Tras derrotar a los godos Estilicón les propuso un nuevo pacto: Alarico mantendría su
título de magíster militum de Iliria y tendría oro.
Los godos aceptaron (qué remedio les
quedaba), pero Alarico no volvió a Iliria, y sus guerreros se quedaron donde estaban,
porque el godo, que no era tonto, comprendió que el pacto sólo tendría validez mientras
Estilicón fuera lo bastante fuerte como para sostenerlo. Alarico podía esperar.
Estilicón hacía lo que podía por
mantener la dignidad imperial, y por ello su plan a largo plazo era atacar y acabar con
los godos, pero mientras tanto otros bárbaros invadieron en Norte de Italia, y ya para
acabarlo todo, Estilicón desapareció de la escena en 407 para atender unas gravísimas
noticias que le llegaron del limes del Rin: una coalición de suevos,
vándalos y alanos había cruzado el río la Nochevieja de 406 y derrotado a los francos,
otro pueblo germano federado al Imperio y que era responsable de la seguridad del
Rin.
Con Estilicón fuera del juego, Alarico
reanudó sus correrías por el Norte de Italia, poniendo cerco a Milán (la que no llegó
a tomar), llegando a las cercanías de la capital de Honorio, Rávena (ciudad rodeada de
pantanos y bien abastecida desde un puerto inexpugnable... para los godos, que no tenían
flota), e incluso amenazando Roma.
La reacción de Honorio fue digna de un
emperador de aquellos tiempos.

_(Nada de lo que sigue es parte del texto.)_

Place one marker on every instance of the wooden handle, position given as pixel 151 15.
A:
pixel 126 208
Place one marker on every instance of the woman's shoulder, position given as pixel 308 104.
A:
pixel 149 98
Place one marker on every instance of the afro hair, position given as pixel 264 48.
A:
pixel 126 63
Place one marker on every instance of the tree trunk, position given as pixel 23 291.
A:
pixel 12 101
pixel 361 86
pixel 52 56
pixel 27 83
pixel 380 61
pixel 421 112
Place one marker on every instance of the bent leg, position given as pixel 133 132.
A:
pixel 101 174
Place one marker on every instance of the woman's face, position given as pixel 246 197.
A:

No hizo nada. Él vivía feliz en Rávena dedicado a
labores... digamos lúdicas, con su corte de efebos. Peor aún, fue lo bastante idiota
como para dejarse enredar en una conspiración palaciega, llamar de vuelta a Estilicón y
asesinarle en el año 408.
Parte de las tropas de Estilicón se
unieron a Alarico. Estas tropas no eran romanas, sino que estaban formadas por bárbaros:
hunos, godos, alanos... y en consecuencia no se sentían vinculadas con el Imperio mas que
a través de la fidelidad de su general. Pero su general ya estaba muerto y en
consecuencia se buscaron un nuevo patrón.
Con estos refuerzos Alarico asoló la mitad septentrional de Italia sin impedimentos, hasta llegar al fatídico día del 24 de Agosto de 410 en que saqueó con sus tropas Roma. Lo que Aníbal no fue capaz de hacer, lo que Atila no conseguiría, lo había logrado Alarico con la complicidad de un emperador rastrero e incompetente y de un puñado de patricios romanos que no tuvieron reparos en abrir las puertas de Roma a los godos a cambio de que sus propiedades no fueran tocadas.
[1] La degeneración de ambos Imperios puede verse con claridad en el hecho de que el gran Teodosio dejara a dos bárbaros como regentes de sus hijos, los emperadores de Occidente y Oriente. Sin embargo, Teodosio fue listo, porque Rufino y Estilicón defendieron los intereses de sus señores con una lealtad que ningún patricio romano hubiera prestado.